Before Daniel cajoed me into a break day before the Transfagarasan (and it's good he did, I needed it), I had messaged someone in the next city, saying I'd be there that day – Friday the 13th (not surre if it's an American thing but just some context: for whatever reason there's a stigma that bad things happen when the 13th is a Friday). I had desperately wanted to be inside that day. Nothing bad had happened, really, but between the dogs and the fairly exposed camping spot I was ready to be indoors. Fortunately, that host, Alex, was available the next night, so I would get a safe place to sleep eventually.
I decided to get up early the next morning to make it to Alex's city early and write my blog so I could spend the entire evening with my hosts. The day was uneventful, except for a few climbs and a thorough imagining of circumnavigating the globe entirely by human power – on a bike that could also function as a boat. It would no doubt need more than one person for balance and power across the oceans, so why not put a few tandems together? And then, why not build a few of these and have the cycle city I've imagined so many times before? Maybe one day...

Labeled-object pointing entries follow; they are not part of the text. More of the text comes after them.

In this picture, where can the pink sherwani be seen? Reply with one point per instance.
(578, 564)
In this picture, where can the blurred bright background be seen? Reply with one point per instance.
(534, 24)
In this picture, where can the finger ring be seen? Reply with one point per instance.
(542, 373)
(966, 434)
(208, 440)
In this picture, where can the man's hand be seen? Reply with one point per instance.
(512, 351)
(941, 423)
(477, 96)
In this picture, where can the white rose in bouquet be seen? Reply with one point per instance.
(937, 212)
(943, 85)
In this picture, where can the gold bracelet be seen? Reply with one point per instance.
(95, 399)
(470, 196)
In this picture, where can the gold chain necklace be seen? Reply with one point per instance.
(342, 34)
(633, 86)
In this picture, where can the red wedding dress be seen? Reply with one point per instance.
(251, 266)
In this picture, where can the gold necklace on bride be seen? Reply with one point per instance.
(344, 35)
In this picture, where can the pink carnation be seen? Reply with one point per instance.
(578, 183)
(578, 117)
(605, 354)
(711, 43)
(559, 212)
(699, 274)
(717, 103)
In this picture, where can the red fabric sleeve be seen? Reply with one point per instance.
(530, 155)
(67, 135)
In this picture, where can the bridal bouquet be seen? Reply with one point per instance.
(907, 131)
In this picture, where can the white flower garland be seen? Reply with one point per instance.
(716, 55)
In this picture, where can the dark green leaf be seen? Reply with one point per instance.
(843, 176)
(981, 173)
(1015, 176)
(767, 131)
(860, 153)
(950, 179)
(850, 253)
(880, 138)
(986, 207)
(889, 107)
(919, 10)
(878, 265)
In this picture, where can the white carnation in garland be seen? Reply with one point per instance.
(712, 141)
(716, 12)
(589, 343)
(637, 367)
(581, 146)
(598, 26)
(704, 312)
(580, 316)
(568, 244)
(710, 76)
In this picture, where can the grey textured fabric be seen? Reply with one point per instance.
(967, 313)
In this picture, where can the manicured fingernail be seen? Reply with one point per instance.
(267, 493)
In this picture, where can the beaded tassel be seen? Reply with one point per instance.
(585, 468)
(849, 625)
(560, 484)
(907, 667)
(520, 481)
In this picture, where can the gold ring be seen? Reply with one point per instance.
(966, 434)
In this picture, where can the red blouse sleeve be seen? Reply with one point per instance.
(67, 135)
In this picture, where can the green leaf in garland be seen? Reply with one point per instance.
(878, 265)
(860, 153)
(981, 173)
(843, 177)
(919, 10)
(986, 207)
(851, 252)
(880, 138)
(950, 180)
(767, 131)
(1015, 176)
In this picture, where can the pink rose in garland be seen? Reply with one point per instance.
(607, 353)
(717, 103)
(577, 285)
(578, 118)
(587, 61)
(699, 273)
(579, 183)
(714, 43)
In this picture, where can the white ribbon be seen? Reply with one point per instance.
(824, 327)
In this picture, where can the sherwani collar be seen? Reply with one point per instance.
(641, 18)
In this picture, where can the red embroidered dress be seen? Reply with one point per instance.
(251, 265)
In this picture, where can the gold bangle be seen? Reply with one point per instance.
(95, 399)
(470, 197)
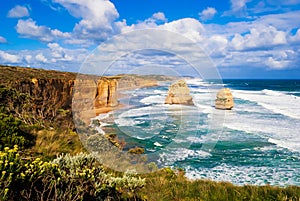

In Craiova I stopped at McDonald's to see if they had internet. They did, but it didn't work at first, so I went to a nearby park to weigh my options. There I was approached by Rares (whose English name is Theodore), a local high school student very interested in cycling and cycle touring. I told him my story and he gave me a few connections that might be able to help me find a new bike, we traded contact info, and I went on my way. He told me to try the McDonald's internet again – so here I am. But I'm glad I visited that park and met Rares.
This may seem like an abrupt end, but I'm eager to finish up and get to my host. Tomorrow, I'll continue south to Bulgaria. I hope you enjoyed this episode!